P5 Photo Essay - "Simple Living"

Simple Living 
Farm Life Framed and Fading in Farm Life


"American Homestead"

"Chickens in the Trees"

"Broken Roof"

"Shadows of Farming"

"In the Trees"

"Looking Goats"

"The Old Barn"

"Hole in the Barn"







Simple Living
Farm Life Framed and Fading in Farm Life
    
    The farm has been one of my most fond places to photograph. Everywhere you turn, there are more old barns, animals, pretty trees, scrap tools, and tractors to capture in a timeless picture. Farming has been, is, and will be essential to America and many other countries around the world. Specifically, those who have grown up in rural Midwest America know farming to be a beautiful and necessary truth to their world, and I am no different. My Grandpa, uncle, and great-grandparents on both sides were and are farmers.
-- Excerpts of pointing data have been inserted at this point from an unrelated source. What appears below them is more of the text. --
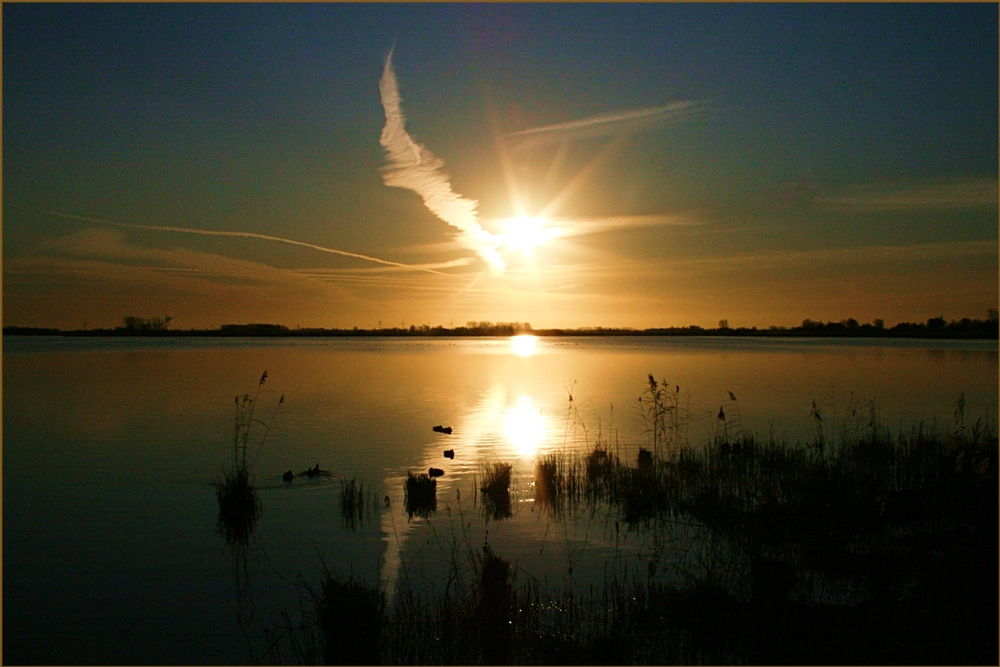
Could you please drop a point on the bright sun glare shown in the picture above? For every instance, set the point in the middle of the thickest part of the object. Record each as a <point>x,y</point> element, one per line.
<point>524,426</point>
<point>525,233</point>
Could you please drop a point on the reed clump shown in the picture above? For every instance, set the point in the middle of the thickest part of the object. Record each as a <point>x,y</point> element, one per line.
<point>239,504</point>
<point>495,490</point>
<point>357,504</point>
<point>419,495</point>
<point>888,540</point>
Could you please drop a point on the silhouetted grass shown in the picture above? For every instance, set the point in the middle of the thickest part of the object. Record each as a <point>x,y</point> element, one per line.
<point>239,505</point>
<point>869,549</point>
<point>357,504</point>
<point>495,490</point>
<point>419,495</point>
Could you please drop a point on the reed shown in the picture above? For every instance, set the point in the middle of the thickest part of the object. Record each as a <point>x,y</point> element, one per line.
<point>889,540</point>
<point>239,504</point>
<point>495,490</point>
<point>419,495</point>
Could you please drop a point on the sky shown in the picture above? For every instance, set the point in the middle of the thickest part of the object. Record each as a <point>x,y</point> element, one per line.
<point>567,165</point>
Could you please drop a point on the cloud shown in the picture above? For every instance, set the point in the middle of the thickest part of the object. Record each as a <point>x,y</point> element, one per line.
<point>616,122</point>
<point>414,167</point>
<point>932,194</point>
<point>249,235</point>
<point>94,275</point>
<point>584,226</point>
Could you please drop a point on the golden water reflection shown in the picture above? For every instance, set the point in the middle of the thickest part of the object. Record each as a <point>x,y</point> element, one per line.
<point>524,345</point>
<point>524,427</point>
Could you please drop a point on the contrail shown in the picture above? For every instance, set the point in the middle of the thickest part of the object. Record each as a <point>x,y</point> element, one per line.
<point>248,235</point>
<point>414,167</point>
<point>616,122</point>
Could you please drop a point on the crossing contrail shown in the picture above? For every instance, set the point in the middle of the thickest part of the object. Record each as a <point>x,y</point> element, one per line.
<point>616,122</point>
<point>247,235</point>
<point>414,167</point>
I do not use "beautiful" lightly to describe farming and the work my family members do. Farming is so beautiful because of how it takes care of the land and animals, as well as how farming inherently serves the community around it. Whether that is feeding the family who works the land or the whole state the farm is in. From the smallest to the biggest farms, they are serving and taking care of God’s creation. I think that’s beautiful. Therefore, I want to photograph that and share it with others.

    This series of photos not only shows the farms in a singular image, but also shows multiple moments exposed onto one photo. Farming is framed by more farming within the photo. The American flag is seen in the sky of a barn, showing what values farming represents. Through the slats of a broken barn, chickens are eating bugs, showing the reality that most farmers don’t have the nicest barns, but make it work for what they need. Shadows stretch across the barn and the chickens as the sun sets on another day of stewarding what God has given. Goats are framed by an image of the sky as they graze and munch, and I look on, reminded of how God took great care in designing the little goats and the big skies of the Midwest. The goats even look up to the sky, reminiscent of Psalm 19:1, “... the skies proclaim the work of his hands.” Furthermore, the Old Barn has holes in the walls and the roof, and yet it is still used. 

    The farmer lives his simple life, with his simple barn and simple animals. He cares for his farm, and as things break or wear out, he fixes them, rather than tossing and replacing. His life is framed by his farm, and the farm is framed by the scenes of the farm. The fields frame the barns and tractors as they frame the animals who live there and the farmer who works in them. Farm life also fades through itself. As the barn withers and wears, one can see the light of farm life outside fade inside the barn. The values of farm life, especially the values of my family's farm, fade in and out of the entire practice of farming. This farm’s values are rooted in American freedom, shown in the fading American flag door double-exposed onto the image of the barn. These photos take time to notice the broken but still usable, the clever character of each individual farm, and the simple beauty - not merely aestheticism but the hard work laid bare.